Il se rembrunit et rejette la tête en arrière, comme sous le coup d'une insulte. Je suis ici sous un prétexte, et quelque part au fin fond d'un des innombrables manuels de réglementations fédérales, il doit exister une infraction codifiée à ce sujet. Il cherche de quelle manière réagir, et il secoue la tête.

— Qu'est-ce que ça signifie ? répète-t-il.

— Le meurtre du juge fédéral. Toute la presse en parle.

Il est difficile de croire qu'il ait pu manquer cette histoire de meurtre, néanmoins cela reste tout à fait possible. Ce n'est pas parce que je lis plusieurs journaux par jour que tout le monde en fait autant.

— Le juge fédéral ?

— C'est ça. Ils l'ont trouvé avec sa petite amie dans un bungalow, au bord d'un lac, dans le sud-ouest de la Virginie, tous les deux abattus...

— Bien sûr, bien sûr. J'ai vu les articles. Et en quoi cela vous concerne-t-il ?

Il est agacé parce que je lui ai menti, et il cherche la punition appropriée. Un individu supérieur et aussi puissant qu'un directeur de prison ne peut pas se laisser manipuler par un détenu. Les yeux de Robert Earl Wade filent en tous sens, comme s'il cherchait de quelle manière réagir à mon subterfuge.

Il faut que je puise en moi le ton le plus dramatique possible, car lorsque je vais répondre à sa question, Wade va sans doute me rire au nez. Les détenus passent leur temps à échafauder de savantes protestations d'innocence, à monter de toutes pièces des théories du complot relatives à des crimes non résolus ou à recueillir des secrets susceptibles d'être monnayés en échange d'une liberté conditionnelle. En bref, ils dépensent beaucoup d'énergie à combiner des moyens de sortir, et je suis sûr que Robert Earl Wade a déjà tout vu et tout entendu.

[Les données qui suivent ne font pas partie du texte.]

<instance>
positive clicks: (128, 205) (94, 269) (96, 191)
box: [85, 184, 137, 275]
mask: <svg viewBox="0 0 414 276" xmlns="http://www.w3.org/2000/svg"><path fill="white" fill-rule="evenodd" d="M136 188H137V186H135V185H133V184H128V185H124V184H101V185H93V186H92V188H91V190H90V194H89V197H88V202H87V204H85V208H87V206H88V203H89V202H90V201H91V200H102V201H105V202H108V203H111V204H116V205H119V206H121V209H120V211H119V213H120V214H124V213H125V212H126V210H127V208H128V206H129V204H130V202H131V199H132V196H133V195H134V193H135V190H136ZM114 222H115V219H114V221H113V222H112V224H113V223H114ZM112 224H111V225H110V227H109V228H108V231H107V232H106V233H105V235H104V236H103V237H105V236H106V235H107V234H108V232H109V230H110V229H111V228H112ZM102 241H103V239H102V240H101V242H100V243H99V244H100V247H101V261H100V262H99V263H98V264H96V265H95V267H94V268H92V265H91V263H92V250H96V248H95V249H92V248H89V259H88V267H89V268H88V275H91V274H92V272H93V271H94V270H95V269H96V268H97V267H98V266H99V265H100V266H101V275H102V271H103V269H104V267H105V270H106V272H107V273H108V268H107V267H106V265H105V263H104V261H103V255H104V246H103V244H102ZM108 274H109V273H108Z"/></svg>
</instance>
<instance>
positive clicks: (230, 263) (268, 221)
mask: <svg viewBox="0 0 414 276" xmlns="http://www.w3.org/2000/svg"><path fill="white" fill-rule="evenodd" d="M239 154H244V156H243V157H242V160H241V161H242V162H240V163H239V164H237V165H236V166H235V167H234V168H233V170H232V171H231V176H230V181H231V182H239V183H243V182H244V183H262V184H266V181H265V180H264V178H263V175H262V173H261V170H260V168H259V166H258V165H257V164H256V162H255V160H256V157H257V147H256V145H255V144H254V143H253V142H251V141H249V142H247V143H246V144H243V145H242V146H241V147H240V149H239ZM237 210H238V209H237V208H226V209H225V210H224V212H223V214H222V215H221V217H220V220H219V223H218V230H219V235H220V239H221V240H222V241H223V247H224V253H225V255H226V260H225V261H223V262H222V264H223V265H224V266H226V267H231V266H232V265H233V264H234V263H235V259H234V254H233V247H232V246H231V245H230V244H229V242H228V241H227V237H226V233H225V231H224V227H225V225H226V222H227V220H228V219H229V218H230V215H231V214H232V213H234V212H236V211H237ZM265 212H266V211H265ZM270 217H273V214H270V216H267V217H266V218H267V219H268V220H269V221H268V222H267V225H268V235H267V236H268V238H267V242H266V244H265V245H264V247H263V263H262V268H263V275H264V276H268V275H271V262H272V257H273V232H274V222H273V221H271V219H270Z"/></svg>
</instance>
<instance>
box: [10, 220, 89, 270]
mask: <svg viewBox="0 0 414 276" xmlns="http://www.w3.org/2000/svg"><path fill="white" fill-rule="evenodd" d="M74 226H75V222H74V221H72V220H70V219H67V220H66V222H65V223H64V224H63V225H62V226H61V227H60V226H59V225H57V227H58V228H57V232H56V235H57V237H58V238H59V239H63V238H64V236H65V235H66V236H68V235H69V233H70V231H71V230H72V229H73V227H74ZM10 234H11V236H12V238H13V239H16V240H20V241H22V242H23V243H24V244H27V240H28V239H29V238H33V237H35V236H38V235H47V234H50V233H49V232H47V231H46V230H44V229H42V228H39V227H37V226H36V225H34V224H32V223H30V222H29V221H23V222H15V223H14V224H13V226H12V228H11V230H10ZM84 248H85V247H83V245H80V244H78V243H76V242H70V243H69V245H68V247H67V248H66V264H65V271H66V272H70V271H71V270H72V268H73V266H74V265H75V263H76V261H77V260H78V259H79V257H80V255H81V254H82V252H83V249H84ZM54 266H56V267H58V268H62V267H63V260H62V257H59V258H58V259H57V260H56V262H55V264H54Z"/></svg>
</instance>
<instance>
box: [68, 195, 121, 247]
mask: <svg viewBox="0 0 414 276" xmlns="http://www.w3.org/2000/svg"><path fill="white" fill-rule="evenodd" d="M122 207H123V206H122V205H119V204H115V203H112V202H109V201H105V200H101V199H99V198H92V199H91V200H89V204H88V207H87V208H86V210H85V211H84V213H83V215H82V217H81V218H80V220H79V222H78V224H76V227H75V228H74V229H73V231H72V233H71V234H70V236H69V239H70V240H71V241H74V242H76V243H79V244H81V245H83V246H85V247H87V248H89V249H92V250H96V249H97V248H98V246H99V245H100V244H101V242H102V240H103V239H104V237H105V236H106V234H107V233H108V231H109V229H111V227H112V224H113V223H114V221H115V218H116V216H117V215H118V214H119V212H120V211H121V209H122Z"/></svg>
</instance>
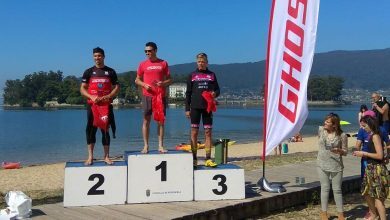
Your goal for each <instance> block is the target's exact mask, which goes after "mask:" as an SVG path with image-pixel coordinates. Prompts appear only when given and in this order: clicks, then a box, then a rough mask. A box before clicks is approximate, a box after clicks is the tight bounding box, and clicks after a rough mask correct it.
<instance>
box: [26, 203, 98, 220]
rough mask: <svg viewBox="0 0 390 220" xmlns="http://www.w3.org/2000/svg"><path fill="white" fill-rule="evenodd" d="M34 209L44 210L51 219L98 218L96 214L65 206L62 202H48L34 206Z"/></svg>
mask: <svg viewBox="0 0 390 220" xmlns="http://www.w3.org/2000/svg"><path fill="white" fill-rule="evenodd" d="M34 209H39V210H41V211H42V212H44V213H45V214H46V215H47V216H49V217H50V218H51V219H69V220H71V219H85V220H89V219H91V220H93V219H96V216H93V215H91V214H90V213H87V212H83V211H80V210H77V209H73V208H72V209H70V208H64V207H63V206H62V203H56V204H47V205H42V206H37V207H34Z"/></svg>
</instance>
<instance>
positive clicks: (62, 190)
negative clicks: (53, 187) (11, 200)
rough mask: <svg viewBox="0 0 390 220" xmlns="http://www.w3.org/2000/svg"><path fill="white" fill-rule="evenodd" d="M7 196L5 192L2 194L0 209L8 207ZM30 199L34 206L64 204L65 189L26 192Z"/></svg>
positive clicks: (1, 195)
mask: <svg viewBox="0 0 390 220" xmlns="http://www.w3.org/2000/svg"><path fill="white" fill-rule="evenodd" d="M5 194H6V193H4V192H0V209H4V208H6V207H7V203H6V202H5V199H4V197H5ZM24 194H26V195H27V196H28V197H30V198H31V199H32V205H33V206H36V205H42V204H50V203H57V202H62V201H63V200H64V189H56V190H31V191H26V192H24Z"/></svg>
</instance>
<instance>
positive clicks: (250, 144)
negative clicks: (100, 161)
mask: <svg viewBox="0 0 390 220" xmlns="http://www.w3.org/2000/svg"><path fill="white" fill-rule="evenodd" d="M316 143H317V138H316V137H304V138H303V142H295V143H288V147H289V153H295V152H312V151H317V144H316ZM262 146H263V145H262V142H259V143H249V144H240V143H236V144H234V145H232V146H230V147H229V152H228V154H229V158H245V157H252V158H256V157H259V158H260V155H262V150H261V149H262ZM198 155H199V156H200V157H204V150H199V152H198ZM64 167H65V164H64V163H57V164H47V165H38V166H29V167H23V168H21V169H15V170H3V169H1V170H0V192H1V193H6V192H8V191H10V190H20V191H23V192H26V191H45V190H46V191H55V190H60V189H63V187H64Z"/></svg>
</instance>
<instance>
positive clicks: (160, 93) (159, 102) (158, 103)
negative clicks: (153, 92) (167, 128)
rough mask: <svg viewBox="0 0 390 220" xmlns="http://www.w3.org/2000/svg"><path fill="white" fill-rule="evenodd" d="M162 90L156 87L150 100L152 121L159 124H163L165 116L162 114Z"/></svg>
mask: <svg viewBox="0 0 390 220" xmlns="http://www.w3.org/2000/svg"><path fill="white" fill-rule="evenodd" d="M162 90H163V89H162V88H160V87H157V88H156V89H155V90H154V93H153V98H152V111H153V119H154V120H155V121H157V122H159V123H161V124H164V122H165V114H164V102H163V95H162V93H163V91H162Z"/></svg>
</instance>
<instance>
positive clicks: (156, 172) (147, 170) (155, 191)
mask: <svg viewBox="0 0 390 220" xmlns="http://www.w3.org/2000/svg"><path fill="white" fill-rule="evenodd" d="M125 158H127V164H128V166H127V167H128V180H127V181H128V185H127V193H128V194H127V202H128V203H149V202H171V201H191V200H193V199H194V191H193V183H194V180H193V176H194V174H193V169H194V168H193V159H192V154H191V153H185V152H176V151H171V152H168V153H165V154H160V153H158V152H157V151H156V152H154V151H152V152H149V153H148V154H141V153H139V152H125Z"/></svg>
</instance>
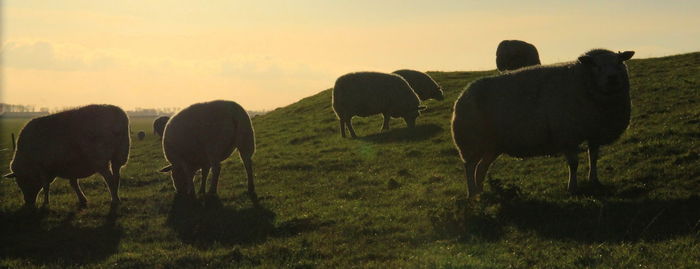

— Je sais qui a tué le juge, dis-je avec tout le sérieux possible.

À mon grand soulagement, il ne me fusille pas d'un sourire. Il se renverse dans son fauteuil, se triture le menton, puis hoche la tête.

— Et comment avez-vous obtenu cette information ?

— J'ai rencontré le tueur.

— Ici ou à l'extérieur ?

— Je ne peux pas vous le révéler, monsieur le directeur. Mais je ne vous raconte pas de conneries. D'après ce que je lis dans la presse, l'enquête du FBI ne mène nulle part. Et elle ne débouchera sur rien.

Mon dossier disciplinaire est sans tache. Je n'ai jamais proféré un mot à l'encotre d'un fonctionnaire de la prison. Je ne me suis jamais plaint. Dans ma cellule, il n'y a pas d'objets de contrebande, même pas un sachet de rab de sucre provenant de la cantoche. Je ne joue pas et je n'emprunte pas d'argent. J'ai aidé des dizaines de codétenus, ainsi que quelques civils, y compris le directeur, à régler leurs différends juridiques. Ma bibliothèque est méticuleusement rangée. Le fait est là – pour un détenu, j'ai de la crédibilité.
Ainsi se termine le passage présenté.